Figure 6.. Subcutaneous implantation of catheters colonized with SEB⁺SA and SEB⁻SA causes expansion of SAg-reactive T cells.

Control catheters or catheters precolonized with SEB⁺SA and SEB^-SA were implanted subcutaneously into HLA-DR3 and B6 mice. Seven days later, spleens were collected and analyzed by flow cytometry. (A) Absolute numbers of CD4⁺ and CD8⁺ T cells expressing SEB-reactive TCR Vβ8 and the control TCR Vβ6 in spleens. (B) Absolute numbers of B220⁺, CD11b⁺, and CD11c⁺ cells in the spleens. Each bar represents mean ± se from 4 to 8 mice. *P < 0.05 by use of the Kruskal-Wallis test, followed by Dunn’s multiple comparisons test.

Figure 7.. Subcutaneous implantation of catheters colonized with S. aureus causes infiltration of vital organs with inflammatory cells in a SAg-dependent manner.

(A) B6 and (B) HLA-DR3 transgenic mice were implanted subcutaneously with control catheters or catheters precolonized with SEB⁺SA or SEB⁻SA. Seven days later, lungs, livers, and kidneys were collected, formalin fixed, paraffin embedded, sectioned, and stained with H&E. Insets within each panel show higher magnification. Representative images are shown.

Figure 8.. Subcutaneous implantation of catheters colonized with SEB⁺SA causes infiltration of vital organs with CD4⁺ T cells and CD11b⁺ cells.
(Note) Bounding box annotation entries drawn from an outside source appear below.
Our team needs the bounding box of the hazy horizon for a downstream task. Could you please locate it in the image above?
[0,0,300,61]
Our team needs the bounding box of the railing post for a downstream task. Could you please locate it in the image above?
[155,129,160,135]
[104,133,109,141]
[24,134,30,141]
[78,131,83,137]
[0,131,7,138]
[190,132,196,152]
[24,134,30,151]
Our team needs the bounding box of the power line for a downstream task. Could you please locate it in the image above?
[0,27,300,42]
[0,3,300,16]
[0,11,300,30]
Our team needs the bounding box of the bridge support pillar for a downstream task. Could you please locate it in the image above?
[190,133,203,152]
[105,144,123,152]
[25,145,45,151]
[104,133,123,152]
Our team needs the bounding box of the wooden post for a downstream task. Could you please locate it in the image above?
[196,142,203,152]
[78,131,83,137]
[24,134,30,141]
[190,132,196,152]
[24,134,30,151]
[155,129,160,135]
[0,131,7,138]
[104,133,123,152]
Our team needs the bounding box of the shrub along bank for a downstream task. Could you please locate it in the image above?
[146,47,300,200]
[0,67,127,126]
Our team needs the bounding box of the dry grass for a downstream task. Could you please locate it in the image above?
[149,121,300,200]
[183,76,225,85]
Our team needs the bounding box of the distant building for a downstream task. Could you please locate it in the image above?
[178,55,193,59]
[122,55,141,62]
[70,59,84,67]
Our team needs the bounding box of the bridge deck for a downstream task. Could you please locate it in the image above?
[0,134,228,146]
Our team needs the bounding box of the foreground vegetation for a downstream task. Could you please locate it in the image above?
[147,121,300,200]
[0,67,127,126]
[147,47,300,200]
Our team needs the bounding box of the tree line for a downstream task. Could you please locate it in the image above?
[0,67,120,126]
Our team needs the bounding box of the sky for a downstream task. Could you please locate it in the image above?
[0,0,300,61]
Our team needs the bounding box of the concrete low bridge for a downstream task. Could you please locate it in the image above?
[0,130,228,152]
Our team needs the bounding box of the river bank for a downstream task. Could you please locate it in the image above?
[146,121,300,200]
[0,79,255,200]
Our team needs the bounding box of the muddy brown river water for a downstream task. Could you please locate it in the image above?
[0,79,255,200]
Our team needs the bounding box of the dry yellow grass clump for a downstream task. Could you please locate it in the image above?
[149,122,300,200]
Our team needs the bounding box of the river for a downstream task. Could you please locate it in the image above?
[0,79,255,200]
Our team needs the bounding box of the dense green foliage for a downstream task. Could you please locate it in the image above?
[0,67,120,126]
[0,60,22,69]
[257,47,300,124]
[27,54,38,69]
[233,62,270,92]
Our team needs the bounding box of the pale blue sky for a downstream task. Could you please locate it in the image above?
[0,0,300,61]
HLA-DR3 were implanted subcutaneously with control catheters or catheters precolonized with SEB⁺SA. Kidneys and livers, collected 7 d later, were cryosectioned and stained with FITC-conjugated CD4, CD8, CD11b, and CD11c antibodies. Representative images are shown. (Top) Kidney; (Bottom) liver.

Figure 9.. Temporal kinetics of cytokine/chemokine production in HLA-DR3 mice implanted with catheters colonized with S. aureus.

Age-matched HLA-DR3 mice were implanted subcutaneously with control catheters or catheters precolonized with IDRL-7971. Mice were euthanized daily for 7 d, and sera were collected immediately after euthanasia. Serum levels of indicated cytokines/chemokines were determined by multiplex assay. Each bar represents mean ± se from 4 mice. *P < 0.05 by use of Kruskal-Wallis test, followed by Dunn’s multiple comparisons test. KC, keratinocyte-derived chemokine.

Figure 10.. Temporal kinetics of expansion of SAg-reactive T cells in HLA-DR3 mice implanted with catheters colonized with S. aureus.

Age-matched HLA-DR3 mice were implanted subcutaneously with control catheters or catheters precolonized with IDRL-7971. Mice were euthanized daily for 7 d, spleens were collected immediately after euthanasia, and distribution of indicated T cell subsets was determined by flow cytometry. Each bar represents mean ± se from 4 mice. POD, postoperation day. *P < 0.05 compared with corresponding TSB control group.